Con la liberación del hijo del ‘Chapo’ Guzmán, el presidente Andrés Manuel López Obrador evitó una masacre pero, al mismo tiempo, permitió que el narcotráfico exhibiera de nuevo su poder, impusiera sus condiciones a fuerza de bala y doblegara al Estado.
La jornada de violencia en Culiacán, Sinaloa, puso a prueba a un gobierno que heredó una guerra narco que comenzó hace casi 13 años y que no puede terminar por decreto ni de manera unilateral. No alcanza con sacar la bandera blanca en símbolo de paz. El presidente cree que superó el desafío porque no hubo muertos a granel. Es cierto. El problema es que, a cambio, quedó desacreditado. Y, una vez más, se demostró que la sociedad mexicana es rehén del crimen organizado.
Otro agravante es que, al caos y a la violencia que estallaron el jueves por la tarde en territorio del Cártel de Sinaloa, el gobierno sumó la incertidumbre. Pasaron horas antes de que alguna autoridad diera la cara y contara qué estaba pasando. Lo hicieron tarde y mal. En un errático mensaje grabado, el secretario de Seguridad Ciudadana, Alfonso Durazo, reconoció por la noche que habían localizado a Ovidio Guzmán López, hijo del ‘Chapo’, pero advirtió que habían decidido “suspender las acciones”.
La confusión se acrecentó. ¿Dónde estaba Guzmán López? ¿Lo habían detenido? ¿A dónde sería trasladado? ¿Qué significaba “suspender las acciones”? Las palabras del funcionario sólo dejaron en claro que el hallazgo del ‘Chapo’ en una casa de Culiacán era producto de la casualidad, no de ningún operativo de inteligencia. No lo estaban siguiendo. No habían planeado su captura.
Para ese momento, los narcos ya tenían el control de la ciudad: colocaron retenes en los accesos, retuvieron a militares, dispersaron sicarios, liberaron a decenas de presos del Penal de Aguaruto, desataron balaceras. Todo, para evitar que se llevaran al hijo del ‘Chapo’ que había sido encontrado por la Guardia Nacional, la nueva fuerza creada por López Obrador. Los narcos eran superiores en número, en armas y en dominio de la zona.
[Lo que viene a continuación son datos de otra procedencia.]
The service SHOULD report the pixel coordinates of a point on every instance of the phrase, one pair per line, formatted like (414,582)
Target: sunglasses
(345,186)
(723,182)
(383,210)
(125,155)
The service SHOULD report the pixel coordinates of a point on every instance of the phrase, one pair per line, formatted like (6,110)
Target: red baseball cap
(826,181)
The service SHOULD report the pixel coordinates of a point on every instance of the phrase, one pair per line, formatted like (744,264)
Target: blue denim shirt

El silencio de tantas horas por parte del gobierno fue llenado por rumores, videos manipulados y mensajes en redes sociales que incrementaron el clima de terror en Sinaloa y la desazón en el resto del país. Para peor, la propia agencia estatal de noticias, en lugar de dar información oficial, difundió como “versión no confirmada” la presunta liberación de Guzmán López. Con el país en vilo, López Obrador se negaba a explicar qué ocurría y dejaba las explicaciones en manos de su gabinete de Seguridad. En el colmo de la desorganización, el abogado del ‘Chapo’ Guzmán fue quien confirmó que su hijo estaba vivo y libre, algo que tenía que haber anunciado un funcionario.
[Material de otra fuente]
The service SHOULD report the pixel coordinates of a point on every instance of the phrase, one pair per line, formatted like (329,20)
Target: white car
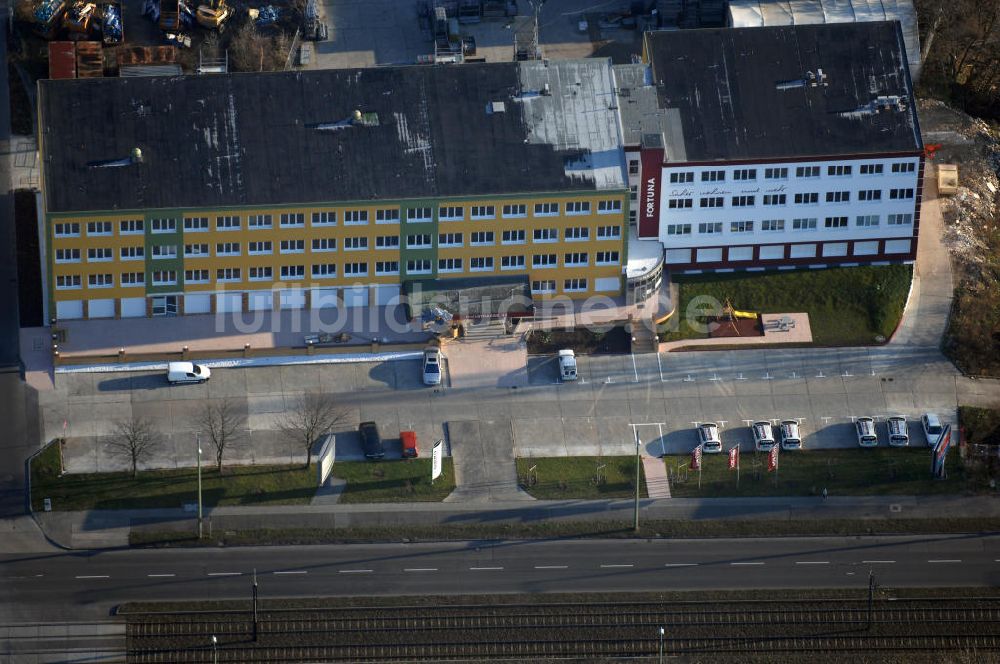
(432,366)
(932,427)
(708,438)
(763,436)
(567,365)
(865,427)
Las críticas e ironías estallaron de inmediato. Lo concreto es que el gobierno había cedido a la presión de la violencia narco. López Obrador insistió en que privilegió que no hubiera muertos. La detención de Guzmán López no lo valía. Según él, es la diferencia principal con los gobiernos de Felipe Calderón y Enrique Peña Nieto, los presidentes que quisieron combatir “el fuego con el fuego” y convirtieron al país en una fosa común, los que dejaron en conjunto un saldo de más de 250.000 asesinatos (entre ellos cifras récord de periodistas y defensores de derechos humanos), más de 40.000 desaparecidos, cientos de miles de desplazados. Los que ampararon crímenes de lesa humanidad y consolidaron la impunidad y el desprecio a las víctimas como una norma.
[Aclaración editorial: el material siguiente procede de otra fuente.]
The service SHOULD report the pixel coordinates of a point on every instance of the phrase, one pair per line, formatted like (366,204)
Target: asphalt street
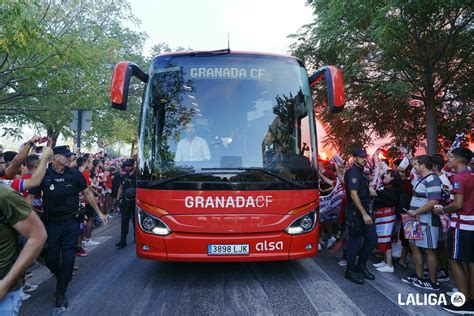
(116,282)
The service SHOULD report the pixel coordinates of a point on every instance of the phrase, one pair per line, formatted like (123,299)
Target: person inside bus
(192,147)
(268,151)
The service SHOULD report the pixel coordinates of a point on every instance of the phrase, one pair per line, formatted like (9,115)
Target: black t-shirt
(128,181)
(355,179)
(61,191)
(117,180)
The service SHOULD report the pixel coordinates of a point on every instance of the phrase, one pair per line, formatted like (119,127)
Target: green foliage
(407,67)
(58,56)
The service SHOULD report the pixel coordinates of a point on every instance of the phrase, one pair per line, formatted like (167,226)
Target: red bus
(227,155)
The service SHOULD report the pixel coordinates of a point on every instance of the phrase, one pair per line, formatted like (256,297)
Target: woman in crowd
(385,202)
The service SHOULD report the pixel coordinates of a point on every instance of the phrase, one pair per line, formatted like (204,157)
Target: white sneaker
(25,297)
(386,268)
(29,288)
(90,242)
(330,242)
(380,264)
Desde que era candidato, López Obrador ofreció otra estrategia. Prometió desmilitarizar la lucha contra el narcotráfico, ya que la guerra iniciada por Calderón en 2006 no resolvió nada y sólo disparó los niveles de violencia. Pero después de ganar las elecciones el presidente reculó y anunció la creación de una Guardia Nacional que estuvo rodeada de polémica. Aunque se terminó designando un mando civil, en realidad representa la continuación de la influencia del Ejército en políticas de seguridad interna. La nueva fuerza comenzó a operar en julio pasado con 70.000 agentes. Es la misma que ayer encontró y dejó ir al hijo del ‘Chapo’ Guzmán.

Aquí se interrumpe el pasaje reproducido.